Chill off the bike, but a potent force on it. As soon as she signed for Lidl-Trek at the beginning of 2023, Realini wasted no time in announcing herself: she finished second to Longo Borghini at the UAE Tour, won her first pro race weeks later, and then won a stage and finished on the podium of the Vuelta. “For sure my best memory so far is when I beat Annemiek [Van Vleuten in the Vuelta]. That was incredible for me, my first year for a WorldTour team, and in a big WorldTour race, and against Annemiek who was world champion. It was big. She attacked first, and I was thinking: do I try, do I not try, have I got the legs or not, is this my moment? On the radio they were shouting, ‘Go Gaia, today is your day’, but I was thinking, ‘no, come on, this is impossible in the sprint’. But I tried my best and they were right: it was my day, it was my race.”

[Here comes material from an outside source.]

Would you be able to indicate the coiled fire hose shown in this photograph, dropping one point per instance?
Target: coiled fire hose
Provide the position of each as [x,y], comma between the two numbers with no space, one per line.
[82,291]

Third at the Giro and the first-ever Tour de l’Avenir Femmes followed, and she was only two minutes off the podium at the Tour de France last summer. It’s been a seamless ascent into the big time. “I will miss Elisa as she has been my point of reference in the last two years, but now it’s my turn to take responsibility in the bigger races, and I’m confident I can do it.”

Her preparation for the season took a hit when she suffered a hairline fracture on her right elbow in mid-January, a gust of wind from a passing truck sending her to the ground, but she’s not panicking. “2025 hasn’t started in a beautiful mood, but I’m confident,” she says. “I hope to get good results in at least one Grand Tour. Last year, I worked a lot for Elisa, and this year it’s my turn.”

On the way out, she cracks another joke. “Ah, the roller’s set up for me, huh,” she laughs as she sights a stationary bike. Gaia Realini, the future best in the world, is the joking assassin.